The analytics revolution in the sport happened fast, but the media infighting lasted much longer. By 2010, the nerds had already won, but, if you looked at the way the quant-converted fans were carrying on, you’d have thought that Murray Chass ran every baseball team in the world and told all his players to bunt and never, ever, take ball four. The disruptors, in other words, had become the establishment, but weren’t exactly acting like it.
Silver’s data revolution has followed some of those same patterns.
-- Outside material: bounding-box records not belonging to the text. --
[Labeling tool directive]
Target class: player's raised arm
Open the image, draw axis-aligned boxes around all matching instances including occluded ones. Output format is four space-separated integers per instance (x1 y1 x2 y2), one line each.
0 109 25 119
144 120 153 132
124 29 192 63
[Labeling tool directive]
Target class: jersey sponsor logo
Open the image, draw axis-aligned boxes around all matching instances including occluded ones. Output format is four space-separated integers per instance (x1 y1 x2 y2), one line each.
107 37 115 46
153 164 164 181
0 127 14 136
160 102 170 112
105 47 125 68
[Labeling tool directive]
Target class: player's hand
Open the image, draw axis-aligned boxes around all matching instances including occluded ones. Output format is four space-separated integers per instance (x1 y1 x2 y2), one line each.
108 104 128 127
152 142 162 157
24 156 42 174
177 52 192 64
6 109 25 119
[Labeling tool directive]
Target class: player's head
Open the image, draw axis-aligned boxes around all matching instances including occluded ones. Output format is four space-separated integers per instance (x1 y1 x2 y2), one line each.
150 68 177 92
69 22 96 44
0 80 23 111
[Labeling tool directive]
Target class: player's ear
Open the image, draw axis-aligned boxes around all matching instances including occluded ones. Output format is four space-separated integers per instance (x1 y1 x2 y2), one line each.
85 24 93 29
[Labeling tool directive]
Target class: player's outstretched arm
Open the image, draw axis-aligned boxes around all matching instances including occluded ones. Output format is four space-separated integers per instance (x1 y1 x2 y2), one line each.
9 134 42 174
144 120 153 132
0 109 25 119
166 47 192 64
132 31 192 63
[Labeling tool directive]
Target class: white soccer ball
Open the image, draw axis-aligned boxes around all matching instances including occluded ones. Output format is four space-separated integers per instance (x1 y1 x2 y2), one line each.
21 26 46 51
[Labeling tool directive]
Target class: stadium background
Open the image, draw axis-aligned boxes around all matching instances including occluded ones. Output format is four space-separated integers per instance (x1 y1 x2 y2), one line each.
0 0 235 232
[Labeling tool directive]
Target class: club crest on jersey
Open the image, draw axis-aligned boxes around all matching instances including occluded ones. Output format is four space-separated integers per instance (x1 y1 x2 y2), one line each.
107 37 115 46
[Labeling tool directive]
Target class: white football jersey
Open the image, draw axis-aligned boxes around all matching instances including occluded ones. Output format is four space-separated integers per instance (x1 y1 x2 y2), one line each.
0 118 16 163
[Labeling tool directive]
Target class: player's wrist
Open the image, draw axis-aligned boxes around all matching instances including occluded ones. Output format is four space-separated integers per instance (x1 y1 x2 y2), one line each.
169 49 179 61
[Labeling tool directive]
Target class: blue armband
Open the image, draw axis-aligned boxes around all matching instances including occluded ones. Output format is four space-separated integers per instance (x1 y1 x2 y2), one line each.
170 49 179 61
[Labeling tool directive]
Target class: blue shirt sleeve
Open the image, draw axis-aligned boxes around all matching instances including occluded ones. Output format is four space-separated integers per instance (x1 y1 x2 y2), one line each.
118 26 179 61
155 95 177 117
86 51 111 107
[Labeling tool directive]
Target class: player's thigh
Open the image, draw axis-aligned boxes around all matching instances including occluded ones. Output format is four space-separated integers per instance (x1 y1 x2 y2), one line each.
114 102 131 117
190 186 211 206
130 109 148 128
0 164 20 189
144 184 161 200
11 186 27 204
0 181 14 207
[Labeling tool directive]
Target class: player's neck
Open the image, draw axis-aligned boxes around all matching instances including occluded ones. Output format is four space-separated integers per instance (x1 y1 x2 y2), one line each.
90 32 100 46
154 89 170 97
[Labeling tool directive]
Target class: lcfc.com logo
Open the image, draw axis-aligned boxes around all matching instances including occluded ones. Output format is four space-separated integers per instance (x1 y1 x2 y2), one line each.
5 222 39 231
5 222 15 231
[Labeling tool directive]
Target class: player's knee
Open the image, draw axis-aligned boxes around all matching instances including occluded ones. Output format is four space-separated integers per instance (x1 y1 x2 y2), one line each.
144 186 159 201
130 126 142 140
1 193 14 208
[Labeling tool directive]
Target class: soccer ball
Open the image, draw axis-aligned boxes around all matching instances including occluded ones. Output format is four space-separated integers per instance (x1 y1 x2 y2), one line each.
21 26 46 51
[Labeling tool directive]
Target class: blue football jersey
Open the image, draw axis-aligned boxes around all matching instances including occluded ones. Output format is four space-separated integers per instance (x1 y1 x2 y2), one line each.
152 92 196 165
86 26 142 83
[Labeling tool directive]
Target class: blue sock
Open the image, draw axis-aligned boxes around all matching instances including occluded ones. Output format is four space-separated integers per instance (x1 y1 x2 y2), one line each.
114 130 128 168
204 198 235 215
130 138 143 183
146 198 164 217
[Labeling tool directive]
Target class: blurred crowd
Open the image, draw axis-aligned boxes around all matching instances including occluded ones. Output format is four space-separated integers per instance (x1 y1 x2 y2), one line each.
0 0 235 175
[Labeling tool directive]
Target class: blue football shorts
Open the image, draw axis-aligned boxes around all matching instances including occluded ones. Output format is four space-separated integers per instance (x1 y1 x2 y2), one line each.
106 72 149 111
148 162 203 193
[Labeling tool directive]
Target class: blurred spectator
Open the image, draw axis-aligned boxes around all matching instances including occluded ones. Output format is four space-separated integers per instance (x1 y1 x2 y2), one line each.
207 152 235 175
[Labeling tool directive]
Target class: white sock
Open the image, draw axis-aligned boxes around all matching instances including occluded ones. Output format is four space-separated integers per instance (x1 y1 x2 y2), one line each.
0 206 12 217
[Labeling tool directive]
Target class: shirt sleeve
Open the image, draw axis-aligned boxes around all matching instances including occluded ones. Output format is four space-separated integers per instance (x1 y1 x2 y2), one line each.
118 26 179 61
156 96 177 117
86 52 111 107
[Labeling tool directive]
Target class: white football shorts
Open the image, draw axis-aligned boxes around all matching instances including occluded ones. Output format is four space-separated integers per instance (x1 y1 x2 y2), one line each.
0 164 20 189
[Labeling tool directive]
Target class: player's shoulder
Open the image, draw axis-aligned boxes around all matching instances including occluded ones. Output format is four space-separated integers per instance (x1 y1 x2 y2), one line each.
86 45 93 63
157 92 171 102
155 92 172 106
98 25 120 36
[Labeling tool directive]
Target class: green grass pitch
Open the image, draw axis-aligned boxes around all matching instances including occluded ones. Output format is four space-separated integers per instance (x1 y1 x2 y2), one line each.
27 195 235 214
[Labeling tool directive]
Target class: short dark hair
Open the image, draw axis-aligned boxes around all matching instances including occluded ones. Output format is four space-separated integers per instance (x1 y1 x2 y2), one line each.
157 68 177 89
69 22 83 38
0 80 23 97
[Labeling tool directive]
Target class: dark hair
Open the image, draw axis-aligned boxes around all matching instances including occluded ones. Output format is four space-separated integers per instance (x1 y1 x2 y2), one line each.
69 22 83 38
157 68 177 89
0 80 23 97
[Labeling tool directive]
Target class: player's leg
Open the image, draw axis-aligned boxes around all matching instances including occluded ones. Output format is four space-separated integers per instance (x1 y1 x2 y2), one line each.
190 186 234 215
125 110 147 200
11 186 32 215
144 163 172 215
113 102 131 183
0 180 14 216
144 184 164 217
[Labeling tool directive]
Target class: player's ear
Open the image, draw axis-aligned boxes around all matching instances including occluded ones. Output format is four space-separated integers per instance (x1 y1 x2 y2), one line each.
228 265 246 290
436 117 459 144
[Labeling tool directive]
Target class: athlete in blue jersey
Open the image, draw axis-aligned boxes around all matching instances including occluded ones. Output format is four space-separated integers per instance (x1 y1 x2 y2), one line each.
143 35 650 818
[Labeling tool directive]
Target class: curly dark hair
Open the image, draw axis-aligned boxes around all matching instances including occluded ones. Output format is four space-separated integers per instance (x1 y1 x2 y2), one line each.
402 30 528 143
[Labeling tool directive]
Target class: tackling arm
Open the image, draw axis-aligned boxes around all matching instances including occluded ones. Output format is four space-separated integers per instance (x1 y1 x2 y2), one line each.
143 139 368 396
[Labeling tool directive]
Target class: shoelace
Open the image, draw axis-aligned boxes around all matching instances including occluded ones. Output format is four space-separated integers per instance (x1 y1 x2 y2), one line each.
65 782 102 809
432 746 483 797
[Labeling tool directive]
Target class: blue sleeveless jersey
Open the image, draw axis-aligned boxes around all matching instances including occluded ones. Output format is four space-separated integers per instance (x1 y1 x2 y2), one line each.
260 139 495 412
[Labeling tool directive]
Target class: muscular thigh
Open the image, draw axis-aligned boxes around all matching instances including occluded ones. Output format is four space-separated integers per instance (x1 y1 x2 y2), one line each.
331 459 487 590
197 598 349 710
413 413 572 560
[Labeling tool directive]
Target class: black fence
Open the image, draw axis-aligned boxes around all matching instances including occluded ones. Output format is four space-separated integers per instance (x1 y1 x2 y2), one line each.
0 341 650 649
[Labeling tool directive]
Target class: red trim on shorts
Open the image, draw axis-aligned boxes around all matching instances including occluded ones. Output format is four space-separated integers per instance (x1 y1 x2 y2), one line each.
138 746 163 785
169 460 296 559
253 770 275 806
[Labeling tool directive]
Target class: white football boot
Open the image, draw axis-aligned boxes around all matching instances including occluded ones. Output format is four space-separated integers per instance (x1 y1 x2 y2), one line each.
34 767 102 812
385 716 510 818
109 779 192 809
During FiveThirtyEight’s rise, between 2008 and 2012, Silver became the hero for everyone who was tired of traditional, bloated election punditry. “We were the insurgents within the New York Times,” Silver said. “We were implicitly critiquing their media coverage of the Presidential race.” That enviable status, in which one is both part of a venerated institution and free to point out the fossils in the room, gave Silver the trust of the Times’ reading public and also allowed those readers to air their grievances. The quants have undoubtedly improved political coverage—just like the baseball-analytics journalists, who, despite being incredibly annoying at times, were a welcome reprieve from the fusty writers who paraded around press boxes for decades with their Baseball Writers’ Association of America lanyards around their necks. But, like them, Silver ultimately became an institution unto himself; this, in turn, made him a target for criticism.